How can we liquefy our ways of being? How can we think from and with the ocean?
“Just as the sea is an open and ever flowing reality, so should our oceanic identity transcend all forms of insularity, to become one that is openly searching, inventive, and welcoming.”
― Epeli Hau’ofa (We Are the Ocean: Selected Works)
“As watery, we experience ourselves less as isolated entities, and more as oceanic eddies: I am a singular, dynamic whorl dissolving in a complex, fluid circulation.”
― Astrida Neimanis (Hydrofeminism. Or, On Becoming a Body of Water?)
In 2021-2022 Studium Generale Rietveld Academie takes a deep dive into the ocean. Through the reflective surface and from our own liquid bodies, we imagine the ocean as a sensorium that feels, perceives, registers and creates.
Most of what happens in the ocean, we cannot perceive with our own senses. Yet we are doing enormous damage to it. The ocean should therefore also be considered a ‘critical zone’ threatened by human activities and greedy extractive economies.

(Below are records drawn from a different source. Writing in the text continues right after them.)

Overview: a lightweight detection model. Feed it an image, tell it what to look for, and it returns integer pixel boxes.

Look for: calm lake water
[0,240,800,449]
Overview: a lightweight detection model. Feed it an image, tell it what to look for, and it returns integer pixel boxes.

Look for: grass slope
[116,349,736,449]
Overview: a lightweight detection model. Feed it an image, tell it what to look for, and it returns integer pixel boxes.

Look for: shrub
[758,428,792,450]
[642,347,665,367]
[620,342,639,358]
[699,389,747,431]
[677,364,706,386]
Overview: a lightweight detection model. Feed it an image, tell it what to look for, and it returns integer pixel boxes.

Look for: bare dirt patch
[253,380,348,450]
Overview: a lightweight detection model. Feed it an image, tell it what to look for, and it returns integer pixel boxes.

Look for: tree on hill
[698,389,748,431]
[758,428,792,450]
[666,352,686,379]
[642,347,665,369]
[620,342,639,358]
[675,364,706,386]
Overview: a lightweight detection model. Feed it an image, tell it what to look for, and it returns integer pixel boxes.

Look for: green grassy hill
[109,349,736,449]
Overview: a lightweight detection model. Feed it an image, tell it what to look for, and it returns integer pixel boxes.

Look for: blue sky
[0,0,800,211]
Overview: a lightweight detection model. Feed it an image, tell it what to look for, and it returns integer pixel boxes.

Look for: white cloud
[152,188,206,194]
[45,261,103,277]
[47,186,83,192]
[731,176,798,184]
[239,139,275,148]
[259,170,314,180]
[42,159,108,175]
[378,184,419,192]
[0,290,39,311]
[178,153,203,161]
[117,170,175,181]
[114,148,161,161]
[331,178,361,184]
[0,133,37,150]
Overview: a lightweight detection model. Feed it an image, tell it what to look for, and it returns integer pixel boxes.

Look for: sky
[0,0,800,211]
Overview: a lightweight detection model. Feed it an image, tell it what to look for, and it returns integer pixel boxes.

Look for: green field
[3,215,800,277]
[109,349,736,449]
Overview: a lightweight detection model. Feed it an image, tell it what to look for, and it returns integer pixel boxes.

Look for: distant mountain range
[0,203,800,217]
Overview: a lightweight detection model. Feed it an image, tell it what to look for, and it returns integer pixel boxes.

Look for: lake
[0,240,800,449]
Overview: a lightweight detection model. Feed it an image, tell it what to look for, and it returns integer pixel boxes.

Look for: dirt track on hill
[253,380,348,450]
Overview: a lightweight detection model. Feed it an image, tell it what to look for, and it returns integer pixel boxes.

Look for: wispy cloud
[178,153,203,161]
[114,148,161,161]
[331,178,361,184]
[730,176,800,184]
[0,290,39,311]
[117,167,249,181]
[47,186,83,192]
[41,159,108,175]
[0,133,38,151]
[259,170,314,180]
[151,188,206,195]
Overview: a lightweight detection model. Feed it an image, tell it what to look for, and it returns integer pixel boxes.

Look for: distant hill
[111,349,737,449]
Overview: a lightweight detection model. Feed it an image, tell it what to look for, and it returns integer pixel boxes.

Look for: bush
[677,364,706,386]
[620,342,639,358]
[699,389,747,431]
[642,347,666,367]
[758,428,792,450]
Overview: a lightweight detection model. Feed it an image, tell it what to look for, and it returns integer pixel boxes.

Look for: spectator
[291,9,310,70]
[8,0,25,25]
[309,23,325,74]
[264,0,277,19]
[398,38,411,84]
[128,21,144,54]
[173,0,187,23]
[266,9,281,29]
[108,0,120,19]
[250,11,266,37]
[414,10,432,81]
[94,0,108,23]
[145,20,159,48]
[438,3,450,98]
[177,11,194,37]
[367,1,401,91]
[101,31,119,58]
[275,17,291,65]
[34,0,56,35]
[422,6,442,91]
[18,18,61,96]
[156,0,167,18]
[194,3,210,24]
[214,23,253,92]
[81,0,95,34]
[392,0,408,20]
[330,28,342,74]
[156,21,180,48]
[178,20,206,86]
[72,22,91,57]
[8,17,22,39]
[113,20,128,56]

If we take the ocean as a discontinuous and asynchronous time-space, this critical zone also includes histories of exploitation, fear and death: from transatlantic slave trade to contemporary boat refugees and coastal and islanders displaced by sea-level rise.
What is an ocean in terms of ideology? What kind of power relations are at work and how can we create a new sensitivity and awareness of what is outside our own sensory or biased system?
From another perspective, the ocean can also be experienced as a transformative and immersive space: a space of affect and metamorphosis in which bodies and identities become fluid, and in which human and non-human entities meet.
How can we liquefy our ways of being? How can we think from and with the ocean?
With talks, workshops, reading groups, a walking club, screenings, publications, an exhibition (Rietveld Uncut) and a multi-day conference festival in Stedelijk Museum Amsterdam, Oceanic Imaginaries will explore our relationships with the ocean from different angles and disciplines and from different scales.